Sometimes even legends need a little validation. When Dan Henderson headed into his UFC Fight Night 68 bout earlier this month against Tim Boetsch, he did so as a loser of five of his previous six fights, including an ominous 70-second loss to Gegard Mousasi this past January which set a new mark as the shortest loss of Henderson's career.
At 44 years old, the calls for Henderson's retirement were growing louder and clearer going into the Boetsch fight. But it was nothing a little 28-second knockout couldn't fix. Henderson blasted Boetsch with his patented H-bomb in the opening stages of the fight, and just like that, ‘Hendo' found himself back in the proverbial mix of top UFC middleweights.
"It was very gratifying," Henderson said Monday on The MMA Hour. "(It was) kind of something to prove to myself as well as fans or anyone else who had doubt that I'm still able to compete with the top guys in the sport, you know? I know that Tim Boetsch wasn't ranked as high as some other guys that I've fought, but he's dangerous and I don't think he's been stopped like that before, so it's nice to finish him like that."
Boetsch had never before been stopped by strikes as a middleweight, but the dynamite in Henderson's right hand continues to defy Father Time.
With the win, Henderson's name has now propelled back into the top-15 of the UFC's media-generated middleweight rankings -- an impressive feat considering the American has been going strong in this game for nearly two decades and counting.
"My age is getting up there, and I know that I've had to change certain things with training, just to make sure I'm still doing the right things with training, with learning," Henderson said.
"I've been in this sport a long time, and this sport is based on your last performance. It's what most people remember, and I haven't had the best of luck with fights and the best of outcomes the last couple years. So I understand where they're coming from (when people call for my retirement). It wasn't like I wasn't expecting that. At the same time, I know what I'm capable of doing and I believe in myself, so that's the biggest thing."
With a career that spans all the back to 1997, Henderson is one of the few remaining stalwarts from MMA's dark days. He's effectively done it all -- he won an early UFC tournament, then beat out a stacked field to take gold in Rings' 1999 King of Kings tourney. He captured two simultaneous titles in Pride FC, then stole away the Strikeforce light heavyweight title.
Through it all, Henderson has experienced firsthand the growth of mixed martial arts from the NHB era to the ultra-commercialized sport of the present day. And when it comes down to MMA's two biggest evolutions of late -- the UFC's new increased drug testing regulations and its sponsorship deal with Reebok -- Henderson is torn about the direction the sport is headed.
"I'm absolutely in favor of the drug testing," he said. "It's something you know I've been wanting or asking for years. It's good that it's finally here, that it's happening on some level. I'm undecided about the Reebok deal as of yet. I don't think it's quite the best model that they could've come up with as far as the pay structure goes on that. Most of the fighters will be taking a pay cut to wear Reebok."
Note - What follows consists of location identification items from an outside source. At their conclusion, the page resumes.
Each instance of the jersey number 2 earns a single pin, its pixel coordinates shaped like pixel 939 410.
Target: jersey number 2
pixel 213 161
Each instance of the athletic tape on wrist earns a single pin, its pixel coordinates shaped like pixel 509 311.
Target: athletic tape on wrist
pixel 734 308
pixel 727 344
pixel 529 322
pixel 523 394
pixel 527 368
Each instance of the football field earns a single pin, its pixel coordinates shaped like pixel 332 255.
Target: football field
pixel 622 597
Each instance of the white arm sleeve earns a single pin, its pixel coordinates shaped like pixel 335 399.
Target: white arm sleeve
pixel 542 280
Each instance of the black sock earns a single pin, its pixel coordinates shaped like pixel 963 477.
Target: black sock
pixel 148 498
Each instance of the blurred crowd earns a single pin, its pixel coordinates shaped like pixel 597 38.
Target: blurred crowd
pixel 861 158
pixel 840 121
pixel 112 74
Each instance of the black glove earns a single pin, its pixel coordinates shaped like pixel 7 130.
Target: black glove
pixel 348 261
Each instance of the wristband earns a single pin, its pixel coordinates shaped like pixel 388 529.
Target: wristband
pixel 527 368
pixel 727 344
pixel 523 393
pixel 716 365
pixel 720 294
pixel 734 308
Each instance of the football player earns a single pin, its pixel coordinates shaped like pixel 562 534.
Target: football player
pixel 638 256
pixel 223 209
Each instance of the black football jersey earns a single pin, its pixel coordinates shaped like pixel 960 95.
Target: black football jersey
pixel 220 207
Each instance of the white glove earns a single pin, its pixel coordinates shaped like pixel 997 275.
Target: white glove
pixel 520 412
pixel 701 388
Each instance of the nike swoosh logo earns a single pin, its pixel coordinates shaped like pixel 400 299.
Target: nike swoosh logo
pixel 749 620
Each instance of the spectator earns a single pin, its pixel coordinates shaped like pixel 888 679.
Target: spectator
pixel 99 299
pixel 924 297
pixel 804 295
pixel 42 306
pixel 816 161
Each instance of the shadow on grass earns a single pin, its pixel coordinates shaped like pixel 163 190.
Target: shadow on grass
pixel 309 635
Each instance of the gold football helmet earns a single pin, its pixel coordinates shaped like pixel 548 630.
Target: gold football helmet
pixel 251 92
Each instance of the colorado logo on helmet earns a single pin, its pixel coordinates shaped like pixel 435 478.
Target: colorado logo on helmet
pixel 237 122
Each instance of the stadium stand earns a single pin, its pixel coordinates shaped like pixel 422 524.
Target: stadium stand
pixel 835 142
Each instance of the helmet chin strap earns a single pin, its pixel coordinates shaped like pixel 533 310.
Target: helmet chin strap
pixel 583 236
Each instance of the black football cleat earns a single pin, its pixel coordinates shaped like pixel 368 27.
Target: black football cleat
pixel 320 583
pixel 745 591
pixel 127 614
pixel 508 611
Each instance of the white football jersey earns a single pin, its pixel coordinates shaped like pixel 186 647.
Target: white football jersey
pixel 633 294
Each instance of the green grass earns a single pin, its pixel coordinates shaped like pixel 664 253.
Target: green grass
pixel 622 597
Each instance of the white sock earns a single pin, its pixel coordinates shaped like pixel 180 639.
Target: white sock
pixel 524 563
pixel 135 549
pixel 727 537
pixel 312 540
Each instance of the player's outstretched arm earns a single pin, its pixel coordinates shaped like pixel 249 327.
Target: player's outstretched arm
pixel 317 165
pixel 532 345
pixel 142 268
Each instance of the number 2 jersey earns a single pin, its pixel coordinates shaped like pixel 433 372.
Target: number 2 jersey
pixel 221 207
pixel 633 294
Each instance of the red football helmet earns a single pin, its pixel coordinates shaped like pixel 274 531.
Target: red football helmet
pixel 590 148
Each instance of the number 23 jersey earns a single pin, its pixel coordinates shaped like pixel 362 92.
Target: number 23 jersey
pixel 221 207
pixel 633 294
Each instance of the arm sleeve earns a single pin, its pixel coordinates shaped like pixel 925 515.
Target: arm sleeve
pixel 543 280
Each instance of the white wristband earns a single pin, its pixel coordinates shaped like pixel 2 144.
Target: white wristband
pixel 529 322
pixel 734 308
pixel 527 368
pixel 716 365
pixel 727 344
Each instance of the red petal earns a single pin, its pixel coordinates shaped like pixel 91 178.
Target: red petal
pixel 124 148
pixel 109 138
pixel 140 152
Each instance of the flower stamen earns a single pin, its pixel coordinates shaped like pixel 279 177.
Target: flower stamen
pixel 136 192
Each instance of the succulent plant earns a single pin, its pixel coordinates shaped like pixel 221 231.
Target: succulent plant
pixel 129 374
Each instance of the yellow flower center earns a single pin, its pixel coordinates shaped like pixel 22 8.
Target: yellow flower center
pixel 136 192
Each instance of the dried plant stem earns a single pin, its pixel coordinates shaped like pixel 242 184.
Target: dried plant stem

Regardless, it may not soon matter for Henderson.
The old warhorse has two fights remaining on his current UFC contract. He plans to fulfill both of them, that much he's made clear. But after that, it's anyone's best guess whether Henderson will finally decide to put aside his gloves for good.
"I still have the same thoughts," Henderson said. "It could possibly be. ... We'll see. It's just a matter of how things play out and, you know, what kind of job opportunities I have afterwards. Obviously I want to still stay in the sport and help build the sport even more than what it's become and still coach, so we'll see.
"I really haven't given it detailed thought, but obviously it's something I need to speak with the UFC about, see what we can come up with when I do decide to retire."